Cruise stocks were left for dead during the pandemic, but the industry has mounted an impressive comeback in the years since the economy reopened. All three major cruise lines have delivered multibagging returns off of their post-pandemic bottoms, showing demand is strong and the industry has moved past the biggest shock in its history.

However, Carnival (CCL -2.52%) remains the biggest cruise operator in the world, and it still has substantial room for recovery as its stock is still down 66% from its pre-pandemic level in early 2018.

Carnival has been building momentum since the reopening, and the stock looks like a good bet to keep climbing. Let's take a look at three reasons why.

A cruise ship floating with a ridgeline in the background.

Image source: Getty Images.

Demand remains strong

Cruise operators like Carnival have high fixed costs and therefore high operating leverage. When business is good, profit margins can soar, as the company can charge full price for its berths, and its marginal profit is high due to relatively low variable costs.

The opposite is true in challenging economic environments like recessions, but that hasn't been a problem for Carnival recently.

In its fiscal third quarter, which it reported on Sept. 30, the company turned in record results in several categories. Revenue rose 14% year over year to $7.9 billion, which edged past estimates at $7.83 billion. However, that relatively modest improvement in the top line translated into big gains on the bottom line as operating income jumped roughly 33% to $2.2 billion, while net income surged 60% to $1.7 billion. Adjusted net income was also $170 million better than its guidance.

Carnival's performance was paced by strong price growth leading to record net yields, or gross profit per passenger. Strong demand is creating a tailwind for the business that's expected to last into 2025, and the company raised its guidance for the year again. It now expects adjusted earnings before interest, taxes, depreciation, and amortization (EBITDA) of $6 billion, up 40% from 2023 and up from its Q2 guidance of $5.8 billion. Management also said its booked position for 2025 is ahead of 2024 and with record prices in 2025.

While other travel businesses, like online travel agencies, have reported slowing growth, Carnival's momentum remains solid, putting the stock in a position to keep gaining.

Macro factors favor a recovery

Carnival's biggest challenge is that the company is still carrying a large debt burden, as it needed to borrow billions to survive the pandemic.

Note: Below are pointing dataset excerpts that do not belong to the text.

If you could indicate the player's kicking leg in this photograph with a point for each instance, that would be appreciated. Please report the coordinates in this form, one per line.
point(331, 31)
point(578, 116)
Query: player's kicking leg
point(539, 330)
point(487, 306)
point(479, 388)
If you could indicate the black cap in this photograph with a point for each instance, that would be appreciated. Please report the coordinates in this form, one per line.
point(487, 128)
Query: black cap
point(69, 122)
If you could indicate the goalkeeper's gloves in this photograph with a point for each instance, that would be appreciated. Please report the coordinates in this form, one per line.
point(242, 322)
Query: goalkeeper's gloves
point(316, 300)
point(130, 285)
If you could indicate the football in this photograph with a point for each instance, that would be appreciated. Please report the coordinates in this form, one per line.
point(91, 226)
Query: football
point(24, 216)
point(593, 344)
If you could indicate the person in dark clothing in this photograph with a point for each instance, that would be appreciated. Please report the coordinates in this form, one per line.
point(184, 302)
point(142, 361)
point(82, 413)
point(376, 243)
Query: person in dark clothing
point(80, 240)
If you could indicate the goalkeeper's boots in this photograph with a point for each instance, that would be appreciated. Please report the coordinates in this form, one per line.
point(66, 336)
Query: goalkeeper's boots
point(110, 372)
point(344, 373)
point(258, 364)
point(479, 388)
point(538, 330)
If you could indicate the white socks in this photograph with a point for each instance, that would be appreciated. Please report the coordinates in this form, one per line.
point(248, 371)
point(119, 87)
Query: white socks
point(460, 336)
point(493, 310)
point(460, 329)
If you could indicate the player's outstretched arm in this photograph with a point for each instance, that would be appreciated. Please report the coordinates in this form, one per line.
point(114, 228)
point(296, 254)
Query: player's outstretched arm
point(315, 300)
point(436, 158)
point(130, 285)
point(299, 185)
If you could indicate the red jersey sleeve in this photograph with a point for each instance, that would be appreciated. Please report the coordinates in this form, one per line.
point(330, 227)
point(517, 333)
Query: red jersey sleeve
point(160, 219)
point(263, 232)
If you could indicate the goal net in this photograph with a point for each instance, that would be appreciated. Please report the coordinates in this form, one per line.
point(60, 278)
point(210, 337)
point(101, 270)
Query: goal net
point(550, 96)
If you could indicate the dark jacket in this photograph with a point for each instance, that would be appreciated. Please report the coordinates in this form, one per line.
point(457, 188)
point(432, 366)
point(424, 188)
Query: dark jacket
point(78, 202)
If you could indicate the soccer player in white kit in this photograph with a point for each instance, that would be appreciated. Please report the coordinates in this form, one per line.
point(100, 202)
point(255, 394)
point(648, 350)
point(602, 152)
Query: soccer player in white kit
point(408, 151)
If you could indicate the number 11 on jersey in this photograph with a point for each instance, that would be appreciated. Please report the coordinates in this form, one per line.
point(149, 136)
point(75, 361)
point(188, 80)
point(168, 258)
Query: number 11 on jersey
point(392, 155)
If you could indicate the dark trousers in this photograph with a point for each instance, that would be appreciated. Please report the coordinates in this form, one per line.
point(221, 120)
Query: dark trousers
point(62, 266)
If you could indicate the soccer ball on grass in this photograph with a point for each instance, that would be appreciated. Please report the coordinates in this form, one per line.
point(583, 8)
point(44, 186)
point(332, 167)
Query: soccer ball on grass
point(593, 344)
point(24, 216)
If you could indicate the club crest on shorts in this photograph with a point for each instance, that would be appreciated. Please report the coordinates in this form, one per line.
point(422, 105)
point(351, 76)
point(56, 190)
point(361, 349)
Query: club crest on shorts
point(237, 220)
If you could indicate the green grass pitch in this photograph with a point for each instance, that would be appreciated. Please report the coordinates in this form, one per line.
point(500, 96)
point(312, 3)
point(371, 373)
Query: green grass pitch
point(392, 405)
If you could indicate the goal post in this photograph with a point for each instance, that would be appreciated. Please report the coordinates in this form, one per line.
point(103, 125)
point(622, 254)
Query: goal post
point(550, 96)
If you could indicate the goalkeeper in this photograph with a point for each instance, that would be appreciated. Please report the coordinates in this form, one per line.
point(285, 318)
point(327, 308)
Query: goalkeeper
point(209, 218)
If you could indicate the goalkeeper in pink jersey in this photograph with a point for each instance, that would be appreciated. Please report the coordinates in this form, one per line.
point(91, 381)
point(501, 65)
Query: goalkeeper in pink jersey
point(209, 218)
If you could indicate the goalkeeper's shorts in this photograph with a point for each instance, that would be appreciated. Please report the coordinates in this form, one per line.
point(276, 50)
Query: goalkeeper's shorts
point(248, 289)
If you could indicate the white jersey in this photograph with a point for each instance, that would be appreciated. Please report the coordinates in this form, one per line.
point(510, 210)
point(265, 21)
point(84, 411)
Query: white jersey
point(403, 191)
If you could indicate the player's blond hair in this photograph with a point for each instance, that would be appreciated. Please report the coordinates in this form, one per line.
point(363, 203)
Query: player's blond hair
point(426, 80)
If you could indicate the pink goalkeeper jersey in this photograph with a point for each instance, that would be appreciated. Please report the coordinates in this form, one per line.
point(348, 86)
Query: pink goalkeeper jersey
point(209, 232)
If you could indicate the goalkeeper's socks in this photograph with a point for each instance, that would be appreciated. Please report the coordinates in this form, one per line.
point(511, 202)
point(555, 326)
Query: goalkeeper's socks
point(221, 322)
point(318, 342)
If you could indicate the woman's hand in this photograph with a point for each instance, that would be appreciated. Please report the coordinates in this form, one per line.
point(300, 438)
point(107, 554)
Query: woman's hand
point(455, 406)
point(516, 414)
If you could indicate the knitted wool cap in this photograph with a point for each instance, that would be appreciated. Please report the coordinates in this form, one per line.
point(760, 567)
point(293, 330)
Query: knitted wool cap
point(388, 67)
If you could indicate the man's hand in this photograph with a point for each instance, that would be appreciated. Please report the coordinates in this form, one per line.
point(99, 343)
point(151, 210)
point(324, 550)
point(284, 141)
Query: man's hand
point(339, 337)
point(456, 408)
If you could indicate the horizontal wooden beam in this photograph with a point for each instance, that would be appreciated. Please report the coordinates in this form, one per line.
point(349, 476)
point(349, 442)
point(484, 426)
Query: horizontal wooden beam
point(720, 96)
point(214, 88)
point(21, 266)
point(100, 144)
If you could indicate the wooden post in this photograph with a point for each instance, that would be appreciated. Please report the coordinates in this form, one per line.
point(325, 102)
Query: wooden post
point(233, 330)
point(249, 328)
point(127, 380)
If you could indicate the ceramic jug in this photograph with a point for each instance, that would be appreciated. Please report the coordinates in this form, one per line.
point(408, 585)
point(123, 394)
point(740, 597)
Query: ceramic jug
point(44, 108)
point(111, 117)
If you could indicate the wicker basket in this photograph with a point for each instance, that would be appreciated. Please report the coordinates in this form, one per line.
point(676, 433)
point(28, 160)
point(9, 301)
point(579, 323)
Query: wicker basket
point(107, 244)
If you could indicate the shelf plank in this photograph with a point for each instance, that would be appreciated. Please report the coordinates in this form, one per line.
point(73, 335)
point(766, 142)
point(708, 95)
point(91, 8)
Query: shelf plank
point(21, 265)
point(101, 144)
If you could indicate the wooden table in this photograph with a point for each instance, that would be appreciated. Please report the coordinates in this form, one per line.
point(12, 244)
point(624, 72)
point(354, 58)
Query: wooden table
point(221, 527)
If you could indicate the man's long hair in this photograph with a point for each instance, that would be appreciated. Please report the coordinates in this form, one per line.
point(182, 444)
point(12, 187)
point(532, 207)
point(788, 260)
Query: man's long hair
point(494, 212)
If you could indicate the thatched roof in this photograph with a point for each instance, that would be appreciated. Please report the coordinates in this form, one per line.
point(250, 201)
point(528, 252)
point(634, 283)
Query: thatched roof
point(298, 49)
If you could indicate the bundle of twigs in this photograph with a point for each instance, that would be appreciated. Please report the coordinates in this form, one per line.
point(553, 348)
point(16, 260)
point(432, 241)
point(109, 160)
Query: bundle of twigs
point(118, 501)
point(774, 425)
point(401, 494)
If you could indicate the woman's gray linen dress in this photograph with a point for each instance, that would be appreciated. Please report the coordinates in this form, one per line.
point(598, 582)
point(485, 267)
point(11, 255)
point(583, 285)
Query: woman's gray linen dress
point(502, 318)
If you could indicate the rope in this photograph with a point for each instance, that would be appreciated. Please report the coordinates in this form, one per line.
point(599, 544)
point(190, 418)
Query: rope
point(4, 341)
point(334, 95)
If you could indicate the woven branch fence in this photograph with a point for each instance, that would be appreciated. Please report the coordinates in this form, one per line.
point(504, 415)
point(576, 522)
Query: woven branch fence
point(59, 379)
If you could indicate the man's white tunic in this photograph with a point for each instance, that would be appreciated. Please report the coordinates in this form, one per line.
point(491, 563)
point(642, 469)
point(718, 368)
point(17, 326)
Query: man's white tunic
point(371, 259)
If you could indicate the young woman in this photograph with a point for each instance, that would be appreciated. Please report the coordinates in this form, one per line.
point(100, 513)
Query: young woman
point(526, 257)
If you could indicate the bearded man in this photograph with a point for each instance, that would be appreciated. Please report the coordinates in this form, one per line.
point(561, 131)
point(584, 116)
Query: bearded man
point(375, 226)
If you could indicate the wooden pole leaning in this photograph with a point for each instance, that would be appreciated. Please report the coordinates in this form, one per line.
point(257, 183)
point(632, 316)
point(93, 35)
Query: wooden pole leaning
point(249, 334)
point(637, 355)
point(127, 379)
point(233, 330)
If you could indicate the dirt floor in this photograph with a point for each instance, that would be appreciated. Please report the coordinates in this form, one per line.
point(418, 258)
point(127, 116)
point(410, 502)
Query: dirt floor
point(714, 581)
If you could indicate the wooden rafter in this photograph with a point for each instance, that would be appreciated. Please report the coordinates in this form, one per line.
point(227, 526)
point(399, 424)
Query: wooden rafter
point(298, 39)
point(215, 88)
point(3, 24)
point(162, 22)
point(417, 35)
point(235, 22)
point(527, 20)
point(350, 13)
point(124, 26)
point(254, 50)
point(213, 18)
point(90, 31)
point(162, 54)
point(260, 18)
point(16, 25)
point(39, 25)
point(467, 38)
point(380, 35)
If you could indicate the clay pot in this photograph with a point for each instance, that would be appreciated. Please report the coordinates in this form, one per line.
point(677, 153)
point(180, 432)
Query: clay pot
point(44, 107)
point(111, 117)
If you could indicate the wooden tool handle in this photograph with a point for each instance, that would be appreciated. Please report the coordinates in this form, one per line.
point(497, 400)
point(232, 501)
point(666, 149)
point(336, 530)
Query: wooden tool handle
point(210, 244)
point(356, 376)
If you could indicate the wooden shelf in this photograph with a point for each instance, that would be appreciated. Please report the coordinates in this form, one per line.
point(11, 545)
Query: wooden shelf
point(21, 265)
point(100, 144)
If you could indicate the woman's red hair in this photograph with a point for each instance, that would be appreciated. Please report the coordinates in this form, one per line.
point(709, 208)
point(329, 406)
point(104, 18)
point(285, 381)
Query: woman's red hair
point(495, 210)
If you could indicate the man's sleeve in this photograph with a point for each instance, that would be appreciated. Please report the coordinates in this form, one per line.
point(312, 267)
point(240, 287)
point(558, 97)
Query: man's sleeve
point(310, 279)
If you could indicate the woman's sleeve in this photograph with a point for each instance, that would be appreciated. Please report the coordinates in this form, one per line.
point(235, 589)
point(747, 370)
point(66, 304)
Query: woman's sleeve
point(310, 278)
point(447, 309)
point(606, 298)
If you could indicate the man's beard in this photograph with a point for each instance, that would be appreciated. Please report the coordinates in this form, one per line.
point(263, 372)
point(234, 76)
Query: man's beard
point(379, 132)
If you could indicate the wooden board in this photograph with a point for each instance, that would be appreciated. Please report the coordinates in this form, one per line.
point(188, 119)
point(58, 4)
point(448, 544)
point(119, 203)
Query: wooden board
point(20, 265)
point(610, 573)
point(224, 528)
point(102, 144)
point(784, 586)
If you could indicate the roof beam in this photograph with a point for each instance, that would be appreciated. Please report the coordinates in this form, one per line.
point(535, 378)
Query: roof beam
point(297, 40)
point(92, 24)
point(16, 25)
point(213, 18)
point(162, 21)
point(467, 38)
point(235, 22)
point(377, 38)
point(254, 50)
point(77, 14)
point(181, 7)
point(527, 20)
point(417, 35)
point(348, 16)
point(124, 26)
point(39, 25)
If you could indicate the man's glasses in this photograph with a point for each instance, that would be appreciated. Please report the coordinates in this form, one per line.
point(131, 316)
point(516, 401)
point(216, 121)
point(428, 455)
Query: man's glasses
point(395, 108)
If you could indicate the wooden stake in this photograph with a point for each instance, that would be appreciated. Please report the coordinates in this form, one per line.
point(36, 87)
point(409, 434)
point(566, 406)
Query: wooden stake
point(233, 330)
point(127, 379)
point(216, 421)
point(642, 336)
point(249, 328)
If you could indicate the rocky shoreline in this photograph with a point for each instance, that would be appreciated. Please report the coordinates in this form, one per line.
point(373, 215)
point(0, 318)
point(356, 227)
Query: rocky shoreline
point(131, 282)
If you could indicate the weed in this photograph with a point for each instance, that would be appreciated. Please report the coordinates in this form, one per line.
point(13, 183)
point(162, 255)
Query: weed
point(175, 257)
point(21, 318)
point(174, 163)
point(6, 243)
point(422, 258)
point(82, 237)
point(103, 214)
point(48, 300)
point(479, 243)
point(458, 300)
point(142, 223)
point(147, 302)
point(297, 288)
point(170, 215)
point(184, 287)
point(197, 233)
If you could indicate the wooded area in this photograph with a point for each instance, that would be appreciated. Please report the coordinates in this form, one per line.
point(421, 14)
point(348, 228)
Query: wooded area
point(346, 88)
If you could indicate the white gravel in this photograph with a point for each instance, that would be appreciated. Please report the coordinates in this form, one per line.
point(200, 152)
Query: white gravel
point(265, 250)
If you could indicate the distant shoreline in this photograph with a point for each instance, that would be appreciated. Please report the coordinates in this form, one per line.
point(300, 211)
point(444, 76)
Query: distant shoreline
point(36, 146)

However, a number of factors could help support further debt repayments. First, the Federal Reserve has begun cutting interest rates and is expected to continue lowering them through next year. That should help the company refinance its fixed-rated debt at a lower rate, and it will pay less on its variable-rate debt. Currently, the company is paying close to $2 billion a year in interest expenses, so cutting those payments would be a significant benefit to the business.

Lower rates should also encourage consumer spending and increased economic growth, and investors also seem optimistic that the Trump administration will pass an economic stimulus act, like one that supports tax cuts, that could also help fuel demand for cruises.

The risk/reward is favorable

Based on its guidance of adjusted earnings per share of $1.33, Carnival is trading at a price-to-earnings (P/E) ratio of 18, and profits look set to jump next year as pricing and booking trends are strong, and the economy remains healthy. Meanwhile, the company has several new ships coming online with plans to add one to two ships per year on average, which will expand capacity and grow the business on the top and bottom lines. The opening of Celebration Key next year, a new destination in the Bahamas, should also help drive demand, and its peers also see a rising tide ahead as the industry tends to rise and fall together.

Net income should move higher as the company continues to pay down debt and lower its interest expense. With a modest valuation, improving financials, and macroeconomic tailwinds picking up, Carnival stock looks well-positioned for future gains.